AIS Class B, real world #1

ACR NauticastB CE c Panbo

Check out the full size version of this Coastal Explorer (aka Maptech Chart Navigator Pro) screen. It shows how useful the Nauticast B AIS transponder was during the Bermuda-to-Maine passage, and suggests how it might have played a critical role. You can see that we’re just coming onto the continental shelf. It was no surprise that we drove right into a classic Georges Bank blanket of fog, but reassuring that the Nauticast B’s dual receivers picked up the Sealand Atlantic at about 25 miles, more so knowing that we were going to pass ahead of it with a wide CPA. Visions of Johanna’s 4kw open array Furuno NavNet radar didn’t pick up the ship (bow on) until about when this screen was made, and it wasn’t even a large target when broadside 10 miles astern. Had we been 10 miles further back on our track, and without AIS, the crossing might have been nerve wracking.


The Sealand Atlantic did not answer my VHF call, so I don’t know if it ever saw our AIS signal, but by that time I had a high level of confidence that it would have from at least 6 miles and probably 10. I had already had responses from the other 7 ships I called, five of which saw us at 6 to 11 miles. The two that couldn’t see us were 10–12 miles away.
  Unfortunately AIS did not help us with the fishing boats that we could hear chattering around us on VHF once we got on the banks. I was off watch by then but apparently we passed a little over a mile from two though never saw their lights, just radar targets acting oddly (as the boats dragged their nets). It’s nice to know that once Class B is FCC approved the Coast Guard plans to mandate their use on many of those vessels. Finally, note how Vision’s own AIS info is in the Nauticast’s NMEA 0183 stream, just like that of other targets and the unit’s GPS. The result, a little glitch I guess, is that Coastal Explorer warned us of a imminent collision with ourselves all the way to Maine (see bottom of the screen)!

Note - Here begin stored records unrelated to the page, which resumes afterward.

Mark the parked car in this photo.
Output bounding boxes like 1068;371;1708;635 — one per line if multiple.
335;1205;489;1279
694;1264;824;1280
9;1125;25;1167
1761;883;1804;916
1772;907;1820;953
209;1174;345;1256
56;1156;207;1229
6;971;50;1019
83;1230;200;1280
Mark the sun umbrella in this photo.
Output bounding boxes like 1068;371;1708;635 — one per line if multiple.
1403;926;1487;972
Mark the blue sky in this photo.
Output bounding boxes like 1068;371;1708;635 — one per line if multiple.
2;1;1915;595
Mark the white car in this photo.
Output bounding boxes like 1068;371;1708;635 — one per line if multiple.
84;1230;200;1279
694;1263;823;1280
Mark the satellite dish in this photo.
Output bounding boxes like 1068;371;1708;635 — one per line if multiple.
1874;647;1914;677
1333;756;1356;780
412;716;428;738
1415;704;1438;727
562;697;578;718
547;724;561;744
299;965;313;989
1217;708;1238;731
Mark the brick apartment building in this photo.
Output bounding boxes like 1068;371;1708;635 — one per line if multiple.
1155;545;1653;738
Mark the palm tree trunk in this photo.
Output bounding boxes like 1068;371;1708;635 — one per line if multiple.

PS 7/1:  Some good tips from gCaptain on how to use AIS to really get a ship’s attention.

Ben Ellison

Ben Ellison

Panbo editor, publisher & chief bottlewasher from 4/2005 until 8/2018, and now pleased to have Ben Stein as a very able publisher, webmaster, and editing colleague. Please don't regard him as an "expert"; he's getting quite old and thinks that "fadiddling fumble-putz" is a more accurate description.

4 Responses

  1. Dan Gingras says:

    I WANT ONE!!!!!!
    When is the bloody FCC going to get off the dime and get this approved.
    Dan
    Capt Dan Gingras
    O461 LIONHEART
    Portsmouth NH
    http://www.daniel.gingras.net

  2. Tim Flanagan says:

    Me too! We can hardly wait to get our hands on one and give it a proper stress-test here in crowded Puget Sound.
    Tim Flanagan
    Managing Editor
    Navagear.com

  3. If you had a DSC enabled VHF you could have placed a call to the other vessel’s bridge using their MMSI, no?
    Terry

  4. Brian Lane says:

    Ben,
    It may have been that the AIS was ‘hearing itself’ when it transmitted so CE had no way to know that it was you — I don’t remember a ‘Ignore my MMSI’ feature in CE, but it might be a useful one to add.